Skip to content

Dataset

Definition

A Dataset is a user-defined, federation-aware bundle that describes how to assemble training or analysis data: a set of Elasticsearch queries, an ordered list of feature-engineering operations, and a data_model (the features and labels with their inferred dtypes). It is a recipe, not a static table — on demand it is materialized into a Dask DataFrame cached in Redis by running each query through the DataSpace and each operation through the feature Engineer. Because the platform is federated, a Dataset also records which federate contributes each label, and infers whether the split is horizontal (same columns, different rows per party) or vertical (different columns per party).

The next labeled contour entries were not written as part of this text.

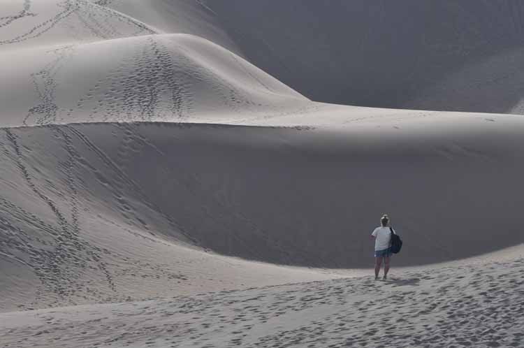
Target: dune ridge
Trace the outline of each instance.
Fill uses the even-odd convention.
[[[521,345],[521,6],[276,3],[0,0],[0,345]]]

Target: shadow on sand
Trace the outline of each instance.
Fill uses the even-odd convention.
[[[404,287],[410,285],[412,287],[418,287],[420,285],[420,278],[408,278],[408,279],[388,279],[383,280],[386,284],[391,284],[392,287]]]

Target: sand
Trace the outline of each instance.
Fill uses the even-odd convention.
[[[0,345],[522,345],[518,48],[368,104],[319,66],[356,2],[282,5],[289,37],[252,3],[0,1]],[[306,45],[291,9],[334,27]],[[405,245],[375,282],[384,212]]]

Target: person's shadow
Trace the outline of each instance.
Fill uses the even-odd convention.
[[[383,280],[386,284],[391,284],[392,287],[404,287],[406,285],[412,287],[418,287],[420,285],[420,278],[408,278],[408,279],[388,279]]]

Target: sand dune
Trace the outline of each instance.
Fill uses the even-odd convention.
[[[199,255],[208,269],[202,250],[365,267],[368,230],[376,212],[386,210],[407,240],[397,266],[518,245],[522,154],[513,149],[521,147],[524,121],[493,117],[398,112],[379,124],[345,129],[158,122],[5,129],[3,255],[36,275],[41,284],[27,305],[43,307],[122,300],[129,278],[152,275],[172,280],[159,281],[157,293],[166,293],[162,287],[175,293],[213,289],[207,280],[214,277],[191,285],[191,273],[176,261]],[[153,247],[163,261],[147,259]],[[131,260],[140,268],[129,268]],[[84,293],[85,277],[105,285]],[[147,292],[133,289],[136,297]]]
[[[0,0],[0,345],[518,347],[521,8]]]
[[[0,329],[8,347],[522,347],[523,275],[521,258],[396,273],[384,282],[344,279],[5,313]]]
[[[217,40],[316,101],[522,113],[517,0],[131,2],[109,6]]]

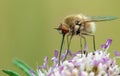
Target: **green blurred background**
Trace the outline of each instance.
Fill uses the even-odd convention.
[[[52,57],[53,51],[60,47],[61,35],[53,28],[64,16],[79,13],[120,18],[120,0],[0,0],[0,70],[21,72],[11,63],[14,58],[36,69],[46,55]],[[109,51],[120,51],[119,19],[96,24],[96,47],[112,38]],[[92,38],[87,37],[87,41],[89,50],[93,50]],[[71,50],[79,49],[79,37],[74,37]],[[0,76],[7,75],[0,71]]]

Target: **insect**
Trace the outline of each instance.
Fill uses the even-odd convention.
[[[62,47],[63,47],[65,36],[67,36],[67,48],[68,48],[67,50],[70,49],[71,39],[73,38],[74,35],[79,35],[80,41],[81,41],[81,38],[84,39],[84,47],[86,45],[86,38],[84,35],[92,36],[93,37],[93,48],[94,50],[96,50],[95,35],[93,34],[96,29],[95,22],[109,21],[109,20],[114,20],[114,19],[116,19],[116,17],[114,16],[87,17],[83,14],[66,16],[63,19],[63,21],[60,23],[60,25],[57,28],[55,28],[62,34],[62,41],[61,41],[61,46],[60,46],[58,64],[60,65],[61,52],[62,52]],[[82,43],[81,43],[81,48],[82,48]],[[68,54],[68,51],[67,51],[67,54]]]

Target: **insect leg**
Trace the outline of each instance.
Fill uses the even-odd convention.
[[[80,48],[81,48],[81,50],[82,50],[82,38],[80,37]]]
[[[84,49],[85,49],[85,46],[86,46],[86,44],[87,44],[87,41],[86,41],[86,38],[83,36],[83,35],[79,35],[80,37],[81,37],[81,39],[83,38],[84,39]],[[81,43],[82,44],[82,43]],[[84,51],[86,51],[86,50],[84,50]]]
[[[64,39],[65,39],[65,34],[62,35],[62,41],[61,41],[61,46],[60,46],[58,65],[60,65],[60,58],[61,58],[61,53],[62,53],[62,47],[63,47]]]
[[[70,38],[69,38],[69,36],[70,36]],[[71,44],[72,37],[73,37],[73,35],[67,35],[67,52],[65,54],[64,60],[67,58],[68,52],[70,51],[70,44]]]

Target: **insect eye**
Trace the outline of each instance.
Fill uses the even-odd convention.
[[[76,25],[80,26],[81,25],[80,21],[76,21]]]

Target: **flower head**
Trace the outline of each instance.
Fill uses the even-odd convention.
[[[64,60],[65,54],[62,54],[61,65],[58,65],[59,52],[55,50],[54,57],[51,59],[53,65],[48,68],[48,57],[45,57],[43,66],[37,69],[38,76],[119,76],[120,68],[116,64],[115,58],[110,58],[110,54],[107,52],[111,42],[112,39],[108,39],[101,46],[102,49],[90,53],[88,51],[85,53],[69,51],[67,60]],[[114,53],[115,56],[120,56],[117,51]]]

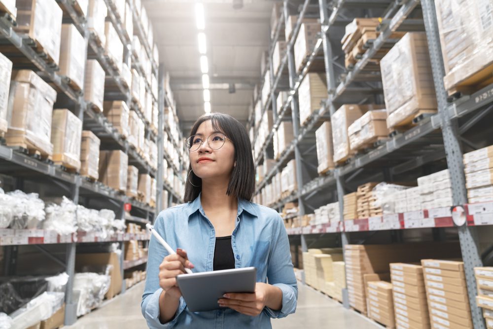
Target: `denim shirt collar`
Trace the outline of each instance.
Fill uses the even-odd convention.
[[[202,208],[202,203],[200,202],[200,196],[202,192],[199,193],[199,196],[194,200],[188,203],[189,219],[190,218],[190,216],[197,212],[197,211],[200,211],[200,213],[204,217],[206,216],[205,212],[204,211],[204,208]],[[238,213],[237,214],[237,216],[239,216],[241,215],[243,211],[246,211],[252,216],[257,217],[257,213],[253,209],[253,207],[250,202],[244,199],[238,198]]]

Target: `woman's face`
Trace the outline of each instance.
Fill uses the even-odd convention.
[[[195,133],[202,143],[197,150],[190,152],[190,163],[193,172],[202,179],[221,177],[229,179],[233,170],[235,146],[231,141],[225,139],[224,145],[219,149],[212,149],[207,142],[208,137],[216,133],[224,134],[214,129],[210,120],[202,122]],[[211,139],[209,141],[212,142]]]

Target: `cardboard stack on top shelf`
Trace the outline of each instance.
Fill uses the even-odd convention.
[[[367,286],[370,318],[387,328],[395,327],[392,284],[385,281],[370,281]]]
[[[357,151],[373,146],[378,141],[387,139],[387,111],[385,110],[368,111],[348,127],[350,147]]]
[[[48,61],[56,65],[60,54],[62,9],[55,0],[17,1],[17,17],[14,29],[26,34],[41,48]]]
[[[321,102],[327,99],[327,81],[322,73],[308,73],[298,89],[300,124],[304,125],[312,113],[318,111]]]
[[[344,220],[354,219],[358,218],[357,194],[354,192],[344,196]]]
[[[430,328],[423,267],[404,263],[390,266],[397,329]]]
[[[334,164],[334,147],[332,145],[332,128],[330,121],[325,121],[315,132],[317,158],[318,174],[325,174],[335,168]]]
[[[466,153],[463,160],[469,202],[493,200],[493,146]]]
[[[51,123],[53,160],[55,164],[78,172],[82,122],[67,109],[55,110]]]
[[[435,2],[442,54],[443,78],[449,94],[469,93],[493,82],[492,13],[479,0],[437,0]]]
[[[82,131],[80,143],[80,175],[94,181],[99,178],[99,147],[101,141],[89,130]]]
[[[44,157],[51,156],[53,151],[52,115],[57,93],[32,71],[17,71],[14,80],[10,90],[14,95],[13,104],[7,115],[7,145],[35,151]]]
[[[365,112],[384,108],[383,105],[345,104],[339,108],[332,117],[334,161],[341,163],[355,153],[350,147],[348,128]]]
[[[99,181],[117,191],[127,190],[128,156],[122,151],[100,151]]]
[[[421,114],[436,112],[436,96],[424,32],[407,33],[380,62],[391,130],[407,127]]]
[[[7,105],[12,73],[12,62],[0,53],[0,137],[7,132]]]
[[[464,263],[423,259],[432,328],[472,328]]]
[[[474,276],[478,286],[476,303],[483,308],[483,316],[488,329],[493,328],[493,267],[475,267]]]

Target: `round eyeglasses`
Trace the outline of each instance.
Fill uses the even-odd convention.
[[[199,149],[205,141],[207,142],[210,147],[214,150],[218,150],[224,145],[226,139],[229,139],[224,134],[216,133],[209,135],[205,140],[204,139],[204,136],[201,135],[194,135],[186,139],[185,142],[188,149],[194,152]]]

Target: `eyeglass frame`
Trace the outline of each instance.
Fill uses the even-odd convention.
[[[221,147],[219,147],[219,148],[213,148],[212,147],[212,146],[211,146],[211,144],[209,144],[209,137],[210,137],[211,136],[212,136],[213,135],[218,135],[218,134],[221,134],[221,135],[223,135],[223,136],[224,136],[224,142],[222,144],[222,145],[221,145]],[[188,144],[188,142],[187,142],[187,141],[189,139],[190,139],[190,137],[193,137],[193,136],[203,136],[203,135],[199,135],[199,134],[196,134],[195,135],[192,135],[192,136],[189,136],[187,138],[185,138],[185,144],[187,146],[187,148],[188,149],[188,151],[189,152],[197,152],[197,151],[198,151],[199,149],[200,148],[200,146],[202,146],[202,144],[204,144],[204,142],[205,141],[207,142],[207,145],[209,146],[210,147],[211,147],[211,148],[212,148],[212,149],[213,149],[214,151],[217,151],[218,149],[221,149],[221,148],[222,147],[222,146],[224,146],[224,144],[226,144],[226,140],[228,139],[228,140],[229,140],[230,141],[231,141],[231,142],[233,142],[233,141],[231,141],[231,138],[230,138],[228,136],[226,136],[226,135],[225,135],[224,134],[223,134],[223,133],[221,133],[220,132],[216,132],[212,133],[212,134],[211,134],[209,136],[207,136],[207,137],[205,139],[205,141],[201,141],[200,142],[200,145],[199,146],[199,147],[197,147],[197,149],[194,150],[192,151],[191,149],[190,149],[190,147],[188,147],[188,145],[189,144]]]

Defined rest/uds/userspace/dataset.py:35 (class Dataset(UDS), alias Schema.DATASET). Wire schema: rest/server/api/schema/objects.yml:168 (DataSet), codegen mirror rest/server/api/models/objects.py:1421. Persistence: the Elasticsearch userspace index (metadata), discriminated by subtype = "dataset", plus Redis (the materialized dataframe). Every UDS write fire-and-forget propagates to peer federates via the gateway.

Lifecycle

There is no explicit status enum; state is implicit. defined (created from queries + operations) → materialized (queries and ops executed, dataframe cached in Redis via refresh(), dataset.py:290) → analyzed (an async quality estimator job populates quality_metrics and recommended_operations) → optional merged / snapshot variants → deleted. On create — and on any update that changes the recipe — cortex auto-deploys a quality-analysis ("estimator") training job to titan (dataset.py:80, entrypoint titan.system.estimators.estimator). Re-analysis triggers only when queries, query, data_model, operations, or dataset change (ESTIMATOR_TRIGGER_FIELDS); the estimator's own output fields are excluded so it doesn't loop.

Journey through the code

REST create/update target=dataset → rest userspace (userspace.py) → server/mcp/commands.py maps to uds.userspace.dataset.Dataset → ES write + Redis materialize → estimator job to titan. The refresh() path runs DataSpace().query per query and Engineer().create per operation to build the dataframe. The load/consume path is DatasetObject (rest/uds/userspace/dataset_object.py:26), which reads the ES record and yields a Dask DataFrame (load, load_limited, get_dataframe). Training consumes it: titan's federated_model_runner.nocode_start calls Dataset().read(dataset_id) (federated_model_runner.py:357).

Data shape

Key fields (objects.yml:168): name, description, dataset (id of the source/input dataset in Redis), queries[] (a legacy single query is auto-promoted to queries[0]), operations[], query_size, avg_record_size_in_bytes (default 5000), split_type (horizontal | vertical, inferred). data_model: features[], labels[], feature_types[] / label_types[] (inferred Dask dtypes), label_federates (label → contributing platform ids). Computed / provenance: merge_metadata (ds_id_a, ds_id_b, how, join keys), result_preview, quality_metrics, recommended_operations, quality_refs, is_snapshot, username. Storage: ES userspace index (metadata) + Redis (materialized dataframe keyed by the dataset id).

Invariants

  • Every feature/label in data_model must exist as a column in the materialized data, else DataException (dataset.py:410).
  • A merged Dataset cannot be merged again (dataset.py:269).
  • split_type = vertical exactly when at least one feature/label column is filled by a single federate (dataset.py:380).
  • Delete cascades to its DatasetMetrics (dataset.py:42).
  • product.trained-model — a TrainedModel is trained on a Dataset (datasets.training); the Dataset supplies the features/labels and the federated split that drive the training pipeline.
  • product.model — the Model is the architecture a TrainedModel realizes; the Dataset is its data.
  • product.data-pipeline — ingest pipelines land the indices a Dataset's queries read.
  • product.fusion — federated entity resolution operates over the same per-party data substrate.

Open questions

  • Source-of-truth location. The rich Dataset/Model/TrainedModel classes ship in the published axonis-core wheel and are imported at runtime; they are not in any tracked branch of the local axonis-core checkout. The canonical source path needs pinning.
  • No explicit status field — should the spec formalize a Dataset state enum, or keep it inferred from quality_metrics / merge_metadata / is_snapshot?